This newspaper carried a first-hand account of the early stages of the Battle of the Somme in 1916.
Corpl A J Luff, of Long Sutton, had been injured in the fighting and was recovering in hospital.
Writing home, he described action in the “great advance”.
Corpl Luff said they had gone out at 3.30am and that “it was a marvel” he got through the bullets and shrapnel to get to the third German line. Once there, they were ordered to take the village of Villers, which they did, before receiving the order to withdraw.
They dug themselves in for a brief rest, while the remainder of the division formed up again for another charge, “and over they went”.
He said: “The boys were singing and some were falling, but they pushed on and got the village”.
It was there that Corpl Luff was hit after being buried four times. He crawled into a shell hole and bound up his wound before making for the dressing station, the Germans “still popping” at him.
Pte J Furnival, of Sutton Bridge, wounded in the battle, says “our casualties” were very heavy, but the Germans’ were “three times as heavy”.

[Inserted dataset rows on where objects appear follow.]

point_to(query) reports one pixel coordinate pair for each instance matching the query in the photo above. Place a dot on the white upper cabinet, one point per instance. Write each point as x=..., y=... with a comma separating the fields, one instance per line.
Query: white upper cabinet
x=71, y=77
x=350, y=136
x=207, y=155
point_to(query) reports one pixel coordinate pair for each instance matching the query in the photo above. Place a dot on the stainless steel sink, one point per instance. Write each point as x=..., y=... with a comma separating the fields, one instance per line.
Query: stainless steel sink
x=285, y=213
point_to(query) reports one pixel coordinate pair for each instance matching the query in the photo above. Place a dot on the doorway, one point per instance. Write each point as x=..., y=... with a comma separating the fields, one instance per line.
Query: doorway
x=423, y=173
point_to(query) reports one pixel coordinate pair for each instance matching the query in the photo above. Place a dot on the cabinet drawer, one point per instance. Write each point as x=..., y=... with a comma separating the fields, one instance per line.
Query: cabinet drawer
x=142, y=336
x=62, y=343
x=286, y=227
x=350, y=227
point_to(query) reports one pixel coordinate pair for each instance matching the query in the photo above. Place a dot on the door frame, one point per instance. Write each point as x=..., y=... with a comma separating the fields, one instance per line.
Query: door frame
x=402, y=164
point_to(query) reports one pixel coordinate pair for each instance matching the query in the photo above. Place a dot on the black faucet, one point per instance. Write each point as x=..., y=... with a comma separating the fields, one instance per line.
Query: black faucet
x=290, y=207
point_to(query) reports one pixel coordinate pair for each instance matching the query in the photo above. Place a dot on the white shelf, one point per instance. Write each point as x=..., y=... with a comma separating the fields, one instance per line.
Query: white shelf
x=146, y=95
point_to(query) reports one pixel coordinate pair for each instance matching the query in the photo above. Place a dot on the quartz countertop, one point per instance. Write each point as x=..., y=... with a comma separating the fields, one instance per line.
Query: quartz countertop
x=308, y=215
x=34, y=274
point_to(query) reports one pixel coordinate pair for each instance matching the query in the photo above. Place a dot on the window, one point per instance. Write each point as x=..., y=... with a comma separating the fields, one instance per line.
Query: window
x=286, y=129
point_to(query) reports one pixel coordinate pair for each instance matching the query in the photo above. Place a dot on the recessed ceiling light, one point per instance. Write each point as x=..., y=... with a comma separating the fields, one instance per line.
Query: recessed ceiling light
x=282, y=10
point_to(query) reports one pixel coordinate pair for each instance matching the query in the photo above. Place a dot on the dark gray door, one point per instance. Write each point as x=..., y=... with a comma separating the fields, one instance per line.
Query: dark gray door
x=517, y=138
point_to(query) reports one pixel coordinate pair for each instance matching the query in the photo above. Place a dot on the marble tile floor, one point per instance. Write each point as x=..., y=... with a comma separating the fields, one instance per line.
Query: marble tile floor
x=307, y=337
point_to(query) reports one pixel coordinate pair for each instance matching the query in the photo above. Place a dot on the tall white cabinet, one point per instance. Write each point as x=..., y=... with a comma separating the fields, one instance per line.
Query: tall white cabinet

Other men were not so lucky. Lance-Corpl Sidney Simson (25), youngest son of Mr and Mrs F W Simson, of Hall Place, Spalding, was killed in action.
Pte William Tatam, brother of Mrs F Gibson, of West Pinchbeck, also died, aged 23, as did Sgt H Taylor, of Sutton Bridge, married two weeks before the outbreak of war.
Mrs Paul, of Winsover Road, Spalding, heard one of her three soldier sons, Pte William Paul, had been wounded in the battle. Pte George Kirk, of Woad Lane, Long Sutton, died in hospital from his wounds, while Pte R A Blackbourn, of Double Street, Spalding, was paralysed after being shot in the back.